When she introduced herself to the fellow in the booth and
explained her purpose, said TSO regaled her with interesting
tidbits and factoids (bet you didn't know that the underside
of the bridge is purple, did you). As Laura Anne pointed out:
it is the little things like that which have to make it into the
book as they are just too cool not to share.

Having spent the better part of an hour on the Cosa
Nostradamus, we turned our attention to the Vineart Wars
series. The roots of this series can be found in a
conversation between Laura Anne and her agent about
finding ways to make a wine tasting event into
tax-deductible research. While she did not get to write-off
the wine tasting, Laura Anne did get to craft an amazing
series set in a fantastical version of 14th century Bordeaux,
France, where wine and the crafting of the vine are used for
more than just something to go with delectable viands. An
interesting insight came when Laura Anne explained the
Dragon image on the cover having come from an awesome
piece of art at the Louvre.
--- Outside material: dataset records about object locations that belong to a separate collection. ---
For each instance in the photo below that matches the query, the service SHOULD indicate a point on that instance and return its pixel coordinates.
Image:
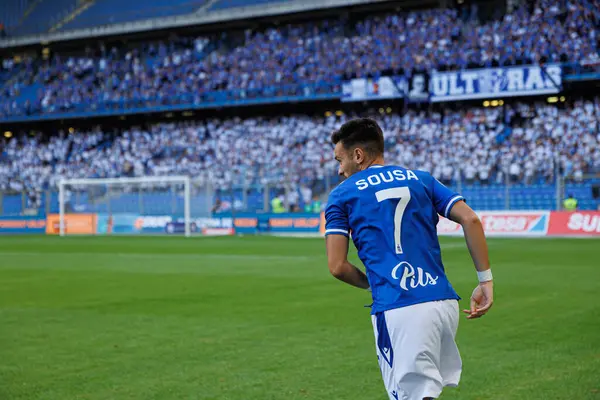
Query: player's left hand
(481, 300)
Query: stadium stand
(500, 157)
(223, 4)
(478, 149)
(310, 58)
(102, 12)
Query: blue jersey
(391, 213)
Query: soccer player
(391, 214)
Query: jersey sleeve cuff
(334, 231)
(451, 203)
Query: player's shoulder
(340, 191)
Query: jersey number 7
(403, 194)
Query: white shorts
(416, 349)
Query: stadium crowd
(479, 145)
(301, 59)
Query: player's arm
(483, 295)
(339, 266)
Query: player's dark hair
(364, 132)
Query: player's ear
(358, 155)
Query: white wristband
(485, 276)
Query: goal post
(158, 197)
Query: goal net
(147, 205)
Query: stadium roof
(201, 17)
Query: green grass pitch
(260, 318)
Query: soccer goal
(147, 205)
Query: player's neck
(376, 161)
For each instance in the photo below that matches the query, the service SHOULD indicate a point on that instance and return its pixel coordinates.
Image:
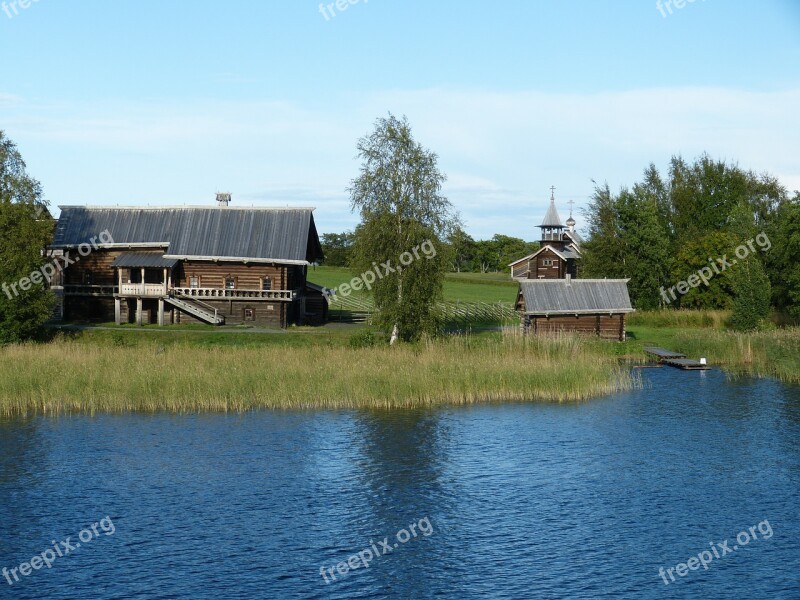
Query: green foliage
(463, 250)
(603, 253)
(782, 260)
(25, 229)
(751, 287)
(693, 255)
(337, 248)
(664, 230)
(398, 195)
(646, 248)
(628, 240)
(365, 338)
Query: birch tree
(398, 194)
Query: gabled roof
(220, 233)
(575, 237)
(145, 260)
(575, 296)
(563, 254)
(551, 218)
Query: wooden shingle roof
(224, 233)
(575, 296)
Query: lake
(588, 500)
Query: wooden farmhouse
(552, 299)
(216, 265)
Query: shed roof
(265, 234)
(575, 296)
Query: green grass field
(458, 287)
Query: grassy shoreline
(204, 369)
(73, 376)
(774, 353)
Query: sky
(149, 102)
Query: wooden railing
(156, 290)
(284, 295)
(90, 290)
(143, 289)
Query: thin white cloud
(501, 151)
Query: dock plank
(687, 364)
(662, 352)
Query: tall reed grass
(763, 354)
(66, 376)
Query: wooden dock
(675, 359)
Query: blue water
(522, 500)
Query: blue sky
(155, 102)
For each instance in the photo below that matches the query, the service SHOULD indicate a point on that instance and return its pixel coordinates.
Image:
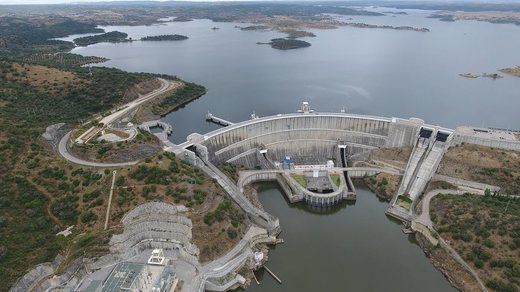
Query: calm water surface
(370, 71)
(352, 248)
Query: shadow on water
(348, 247)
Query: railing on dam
(296, 192)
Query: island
(492, 75)
(366, 25)
(286, 44)
(511, 71)
(253, 27)
(165, 37)
(294, 34)
(469, 75)
(110, 37)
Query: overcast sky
(83, 1)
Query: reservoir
(366, 71)
(379, 72)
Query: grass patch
(485, 231)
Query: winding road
(63, 149)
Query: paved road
(165, 86)
(64, 152)
(424, 217)
(62, 146)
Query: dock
(220, 121)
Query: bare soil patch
(484, 231)
(484, 164)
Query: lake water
(369, 71)
(348, 248)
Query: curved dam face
(308, 138)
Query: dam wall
(494, 143)
(308, 138)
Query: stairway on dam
(422, 165)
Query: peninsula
(110, 37)
(166, 37)
(286, 44)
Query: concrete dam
(308, 144)
(308, 138)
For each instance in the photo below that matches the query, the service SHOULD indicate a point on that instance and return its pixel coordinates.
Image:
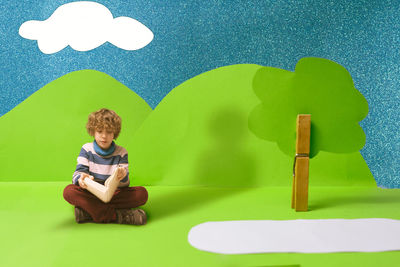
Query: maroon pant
(124, 198)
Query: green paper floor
(38, 227)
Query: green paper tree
(319, 87)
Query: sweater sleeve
(82, 166)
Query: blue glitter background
(194, 36)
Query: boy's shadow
(225, 166)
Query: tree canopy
(319, 87)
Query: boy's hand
(121, 173)
(82, 178)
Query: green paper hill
(40, 139)
(199, 135)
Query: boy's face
(104, 138)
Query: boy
(97, 161)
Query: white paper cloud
(300, 236)
(84, 26)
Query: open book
(104, 192)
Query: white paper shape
(85, 25)
(302, 236)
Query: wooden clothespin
(301, 163)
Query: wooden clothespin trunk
(301, 163)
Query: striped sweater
(101, 167)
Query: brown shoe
(82, 216)
(129, 216)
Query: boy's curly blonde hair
(104, 119)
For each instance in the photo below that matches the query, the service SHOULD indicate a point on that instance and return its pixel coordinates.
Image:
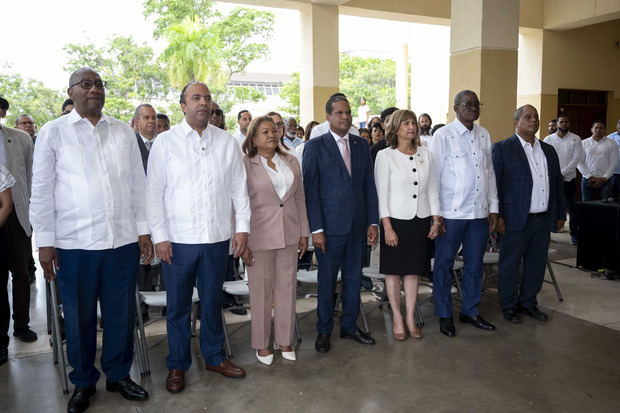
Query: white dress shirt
(6, 179)
(426, 140)
(463, 164)
(616, 138)
(406, 184)
(322, 128)
(145, 141)
(600, 158)
(569, 152)
(282, 177)
(193, 182)
(2, 150)
(540, 176)
(239, 137)
(87, 185)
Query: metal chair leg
(226, 339)
(297, 329)
(363, 315)
(417, 314)
(554, 281)
(455, 275)
(57, 337)
(141, 334)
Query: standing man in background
(569, 150)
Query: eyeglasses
(470, 105)
(87, 84)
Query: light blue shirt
(616, 138)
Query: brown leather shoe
(226, 368)
(175, 381)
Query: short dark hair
(21, 116)
(394, 124)
(336, 97)
(194, 82)
(378, 126)
(519, 112)
(66, 103)
(459, 96)
(387, 112)
(425, 115)
(140, 106)
(438, 126)
(248, 147)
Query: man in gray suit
(16, 154)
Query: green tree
(130, 69)
(289, 92)
(368, 77)
(193, 54)
(208, 46)
(31, 97)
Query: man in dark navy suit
(145, 119)
(341, 199)
(531, 206)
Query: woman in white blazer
(408, 194)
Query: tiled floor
(570, 364)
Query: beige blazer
(18, 148)
(275, 222)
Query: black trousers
(19, 259)
(570, 196)
(5, 310)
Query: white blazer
(406, 184)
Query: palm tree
(193, 54)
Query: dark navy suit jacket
(337, 202)
(143, 151)
(514, 184)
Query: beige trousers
(273, 279)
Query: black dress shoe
(534, 312)
(127, 388)
(511, 314)
(357, 335)
(446, 326)
(25, 334)
(476, 321)
(80, 400)
(322, 343)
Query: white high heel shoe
(266, 360)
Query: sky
(40, 28)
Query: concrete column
(402, 77)
(319, 73)
(484, 41)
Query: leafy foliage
(29, 96)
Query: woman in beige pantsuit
(278, 229)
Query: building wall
(585, 58)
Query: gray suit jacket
(18, 148)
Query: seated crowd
(105, 198)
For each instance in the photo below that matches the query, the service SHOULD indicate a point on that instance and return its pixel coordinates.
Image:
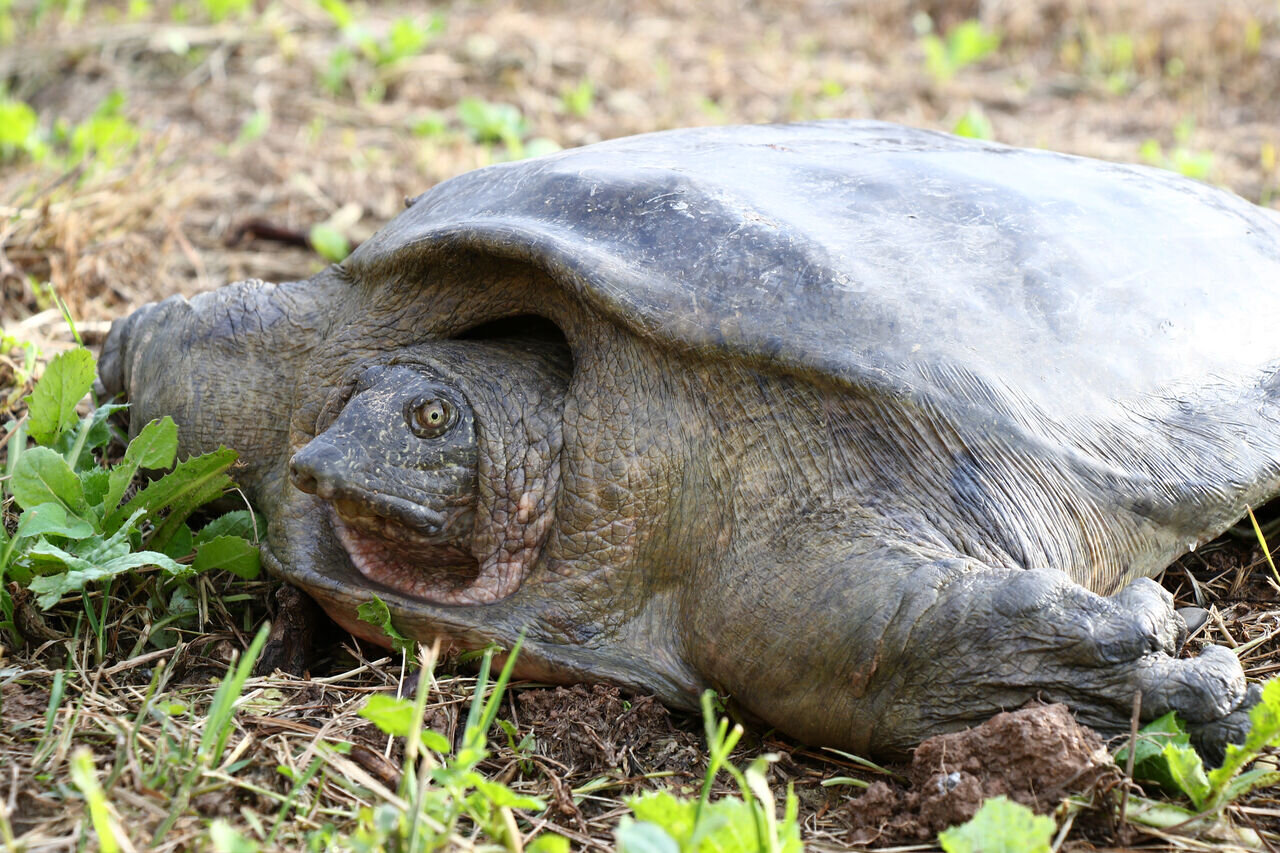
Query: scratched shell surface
(1033, 286)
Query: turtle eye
(430, 418)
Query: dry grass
(156, 222)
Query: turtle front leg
(223, 364)
(894, 643)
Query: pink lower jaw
(415, 566)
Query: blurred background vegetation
(138, 137)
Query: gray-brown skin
(874, 429)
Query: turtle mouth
(406, 547)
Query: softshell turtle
(877, 430)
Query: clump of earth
(593, 728)
(1036, 756)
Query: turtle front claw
(1211, 738)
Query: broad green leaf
(152, 447)
(435, 742)
(1000, 826)
(51, 519)
(192, 483)
(50, 588)
(182, 543)
(1264, 731)
(232, 553)
(393, 716)
(667, 811)
(375, 612)
(96, 432)
(51, 406)
(237, 523)
(95, 480)
(225, 839)
(1188, 772)
(44, 477)
(643, 836)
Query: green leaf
(1150, 763)
(1264, 731)
(643, 836)
(181, 544)
(237, 523)
(95, 482)
(192, 483)
(155, 446)
(664, 810)
(97, 434)
(329, 242)
(393, 716)
(499, 794)
(51, 519)
(376, 612)
(44, 477)
(225, 839)
(231, 553)
(1188, 772)
(1000, 826)
(51, 404)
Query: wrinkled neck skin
(452, 514)
(576, 489)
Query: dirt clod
(594, 728)
(1034, 756)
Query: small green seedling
(579, 100)
(504, 124)
(1000, 826)
(965, 44)
(76, 525)
(440, 785)
(667, 822)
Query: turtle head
(437, 469)
(397, 466)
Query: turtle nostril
(301, 479)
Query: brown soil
(1034, 756)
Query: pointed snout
(318, 469)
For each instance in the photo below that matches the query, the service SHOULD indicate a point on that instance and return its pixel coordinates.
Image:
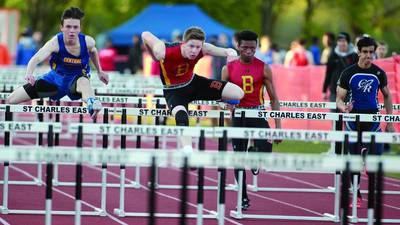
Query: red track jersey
(174, 68)
(250, 77)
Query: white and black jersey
(363, 86)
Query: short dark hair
(344, 35)
(331, 38)
(195, 33)
(366, 41)
(72, 13)
(246, 35)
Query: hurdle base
(353, 219)
(335, 219)
(365, 220)
(119, 212)
(35, 181)
(229, 187)
(4, 210)
(169, 215)
(54, 212)
(235, 215)
(94, 184)
(312, 190)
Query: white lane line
(68, 195)
(4, 221)
(164, 195)
(295, 180)
(271, 199)
(392, 207)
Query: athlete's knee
(181, 116)
(232, 91)
(82, 83)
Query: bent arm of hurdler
(155, 46)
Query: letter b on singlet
(247, 82)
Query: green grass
(320, 147)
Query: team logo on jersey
(365, 85)
(72, 60)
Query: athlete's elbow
(145, 35)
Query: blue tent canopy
(162, 20)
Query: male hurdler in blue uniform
(362, 81)
(70, 52)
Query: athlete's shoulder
(172, 44)
(258, 62)
(377, 68)
(90, 41)
(353, 68)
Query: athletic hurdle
(8, 116)
(213, 159)
(157, 130)
(257, 133)
(50, 129)
(374, 185)
(327, 116)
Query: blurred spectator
(107, 56)
(37, 38)
(298, 55)
(135, 61)
(5, 58)
(234, 40)
(328, 41)
(381, 50)
(343, 56)
(265, 53)
(278, 56)
(218, 62)
(26, 48)
(315, 50)
(176, 36)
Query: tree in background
(282, 20)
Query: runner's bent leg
(232, 92)
(182, 119)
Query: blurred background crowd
(294, 33)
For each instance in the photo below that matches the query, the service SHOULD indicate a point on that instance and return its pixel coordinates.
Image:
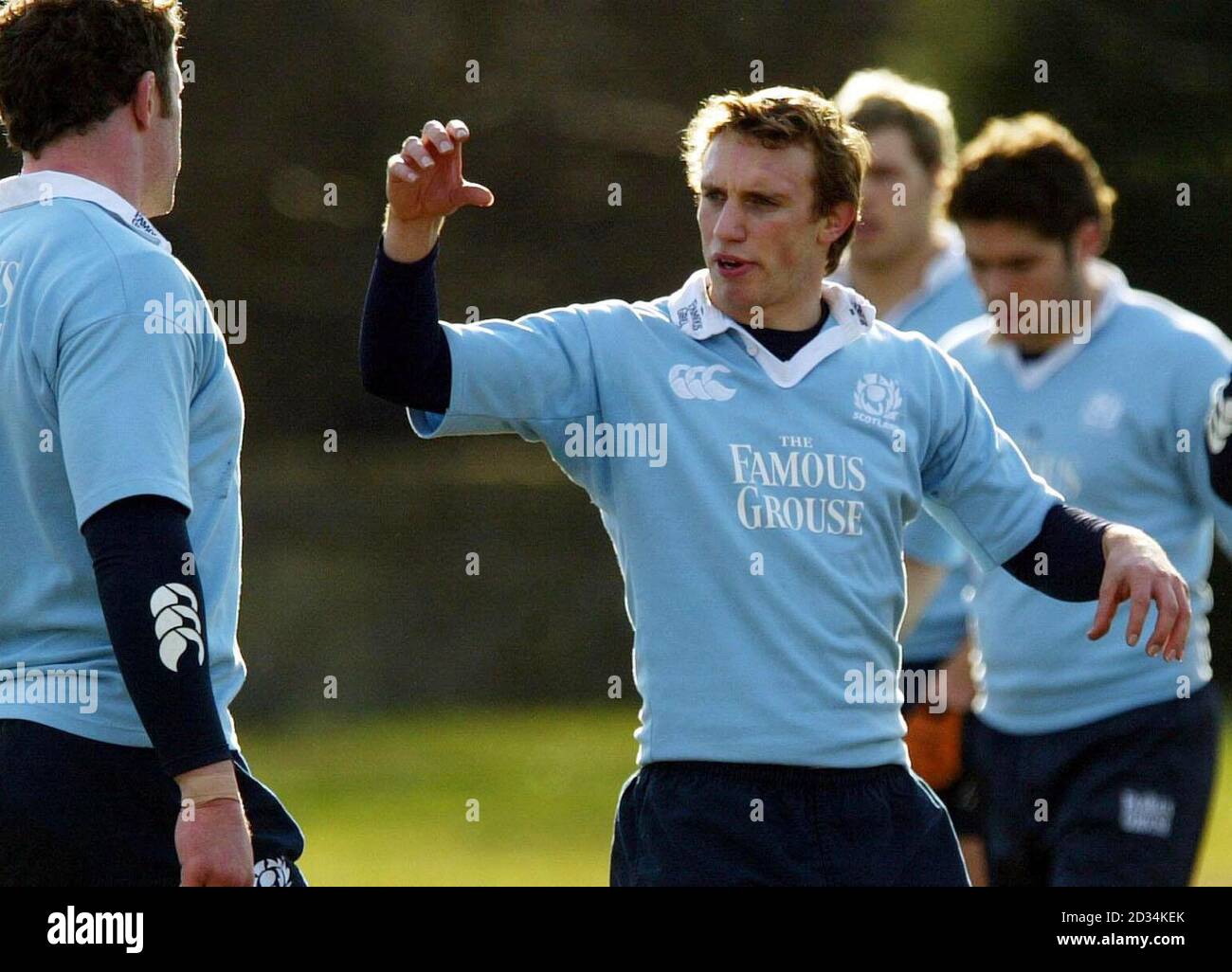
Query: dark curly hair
(66, 64)
(1031, 171)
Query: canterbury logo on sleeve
(700, 382)
(1219, 423)
(176, 623)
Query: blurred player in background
(119, 439)
(763, 550)
(910, 261)
(1096, 769)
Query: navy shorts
(1116, 802)
(738, 824)
(75, 812)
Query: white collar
(24, 189)
(1030, 374)
(950, 262)
(850, 318)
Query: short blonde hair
(878, 98)
(787, 116)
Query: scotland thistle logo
(879, 397)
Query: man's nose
(730, 225)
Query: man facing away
(119, 423)
(910, 261)
(1096, 769)
(763, 549)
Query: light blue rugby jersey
(762, 552)
(947, 298)
(1116, 426)
(97, 405)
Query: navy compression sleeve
(1072, 544)
(154, 610)
(405, 356)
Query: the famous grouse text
(793, 487)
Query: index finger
(1108, 602)
(1140, 603)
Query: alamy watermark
(50, 686)
(621, 440)
(902, 686)
(172, 315)
(1042, 316)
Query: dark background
(355, 561)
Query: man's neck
(801, 315)
(888, 283)
(87, 162)
(1087, 295)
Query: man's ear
(838, 221)
(147, 101)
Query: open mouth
(730, 265)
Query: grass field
(385, 801)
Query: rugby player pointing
(804, 435)
(119, 523)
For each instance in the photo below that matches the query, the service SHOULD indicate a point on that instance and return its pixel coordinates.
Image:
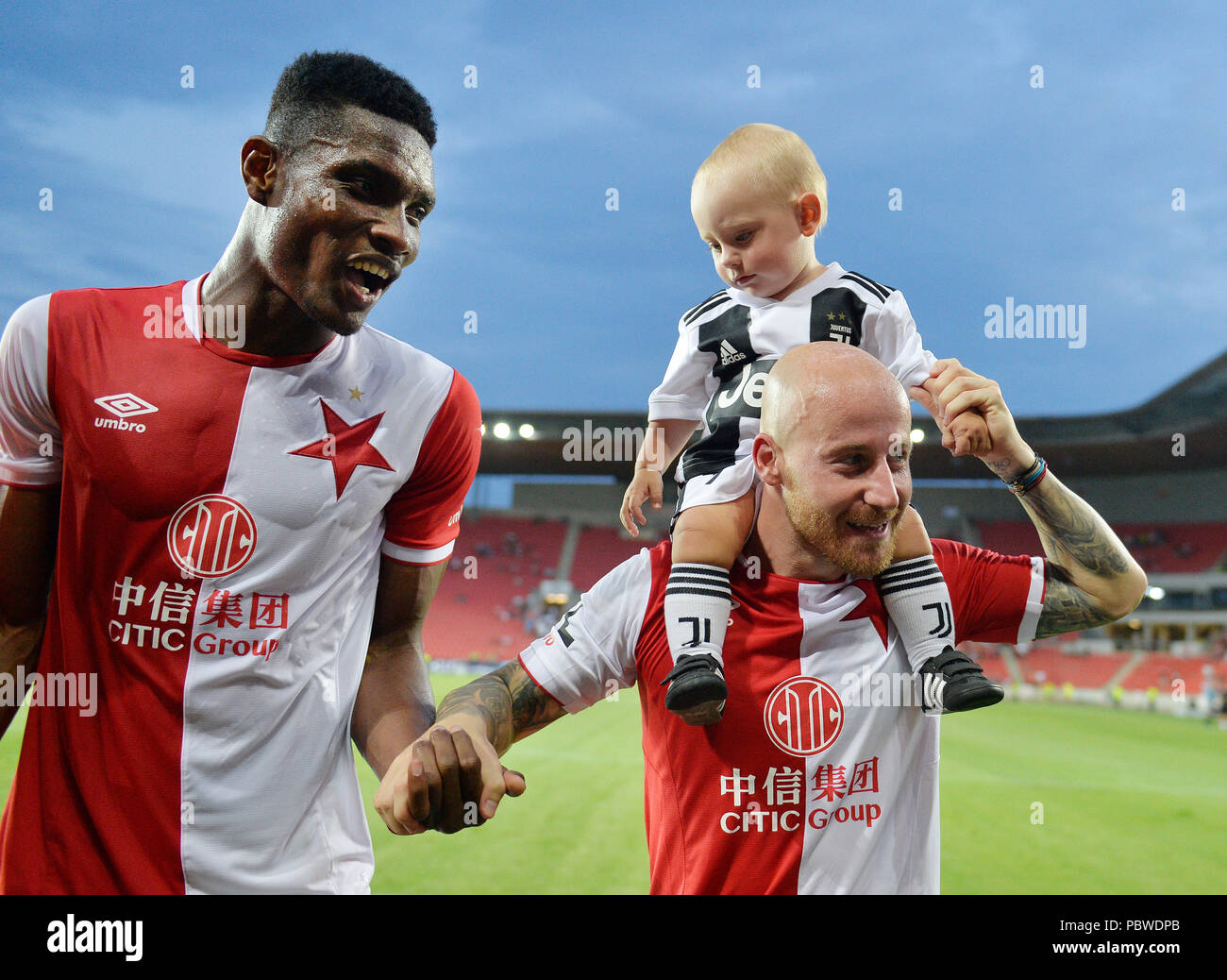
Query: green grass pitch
(1035, 799)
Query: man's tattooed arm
(1091, 578)
(508, 701)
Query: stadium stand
(1158, 548)
(479, 613)
(600, 549)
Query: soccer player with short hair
(759, 200)
(822, 775)
(249, 497)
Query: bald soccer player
(822, 776)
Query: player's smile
(368, 277)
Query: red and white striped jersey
(822, 774)
(221, 526)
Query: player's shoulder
(404, 362)
(80, 305)
(960, 558)
(111, 296)
(706, 310)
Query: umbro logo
(729, 354)
(124, 407)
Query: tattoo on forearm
(1067, 526)
(511, 702)
(1067, 608)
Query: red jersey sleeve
(424, 515)
(997, 599)
(31, 449)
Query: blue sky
(1055, 194)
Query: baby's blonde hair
(773, 160)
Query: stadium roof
(1182, 429)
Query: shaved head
(809, 380)
(832, 453)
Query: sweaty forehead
(360, 135)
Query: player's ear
(768, 461)
(809, 212)
(261, 162)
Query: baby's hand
(647, 482)
(969, 433)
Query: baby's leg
(707, 540)
(918, 602)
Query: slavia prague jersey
(822, 775)
(221, 527)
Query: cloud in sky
(1053, 194)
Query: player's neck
(783, 551)
(274, 326)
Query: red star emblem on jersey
(345, 446)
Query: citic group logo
(804, 716)
(211, 535)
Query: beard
(830, 537)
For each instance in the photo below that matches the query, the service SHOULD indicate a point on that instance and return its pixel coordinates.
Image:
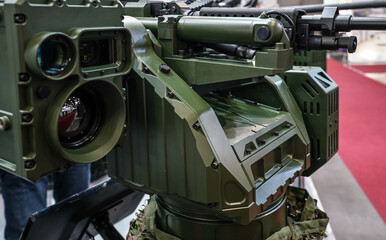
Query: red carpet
(363, 131)
(370, 68)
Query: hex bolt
(164, 68)
(214, 164)
(43, 92)
(29, 164)
(24, 77)
(5, 123)
(170, 94)
(20, 18)
(26, 117)
(263, 33)
(171, 19)
(196, 125)
(146, 70)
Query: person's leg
(21, 200)
(71, 181)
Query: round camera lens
(80, 118)
(54, 55)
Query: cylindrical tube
(248, 31)
(150, 23)
(367, 23)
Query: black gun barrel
(367, 23)
(343, 6)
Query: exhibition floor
(351, 186)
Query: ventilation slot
(305, 108)
(324, 77)
(311, 108)
(308, 91)
(318, 149)
(312, 86)
(312, 149)
(318, 108)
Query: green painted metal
(234, 153)
(30, 146)
(227, 152)
(318, 97)
(315, 58)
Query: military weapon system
(200, 106)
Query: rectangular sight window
(104, 52)
(97, 52)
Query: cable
(289, 20)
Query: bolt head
(164, 68)
(263, 33)
(20, 18)
(43, 92)
(24, 77)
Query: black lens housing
(91, 123)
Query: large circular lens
(54, 55)
(80, 118)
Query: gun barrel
(343, 6)
(367, 23)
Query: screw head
(170, 94)
(5, 123)
(29, 164)
(164, 68)
(263, 33)
(24, 77)
(59, 2)
(196, 125)
(26, 117)
(43, 92)
(214, 164)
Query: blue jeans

It is so cool hearing about these
little tidbits and anecdotal stories of what truly inspires an
author. At any rate, we delved deep into the subject of wine,
comparing some notes on varietals and the lamentable
over-commercialization of 'white' Zinfandel from its amazing
robust red stock.

At this point we realized that we had been laughing and
having a great time for over 2 hours without surcease, and
that the store would be closing soon (curse these new short
hours at Borders). Several of us ran up to purchase our
books and get them signed, and we slowly made our way
out to chat in the parking lot until nearly 10:30. Sadly,
several of us were under the weather, and I wound up not
going to the diner, so I have no idea what shenanigans
went on outside my presence. Kate and I chatted about
music and books and art on the way back to Rutherford.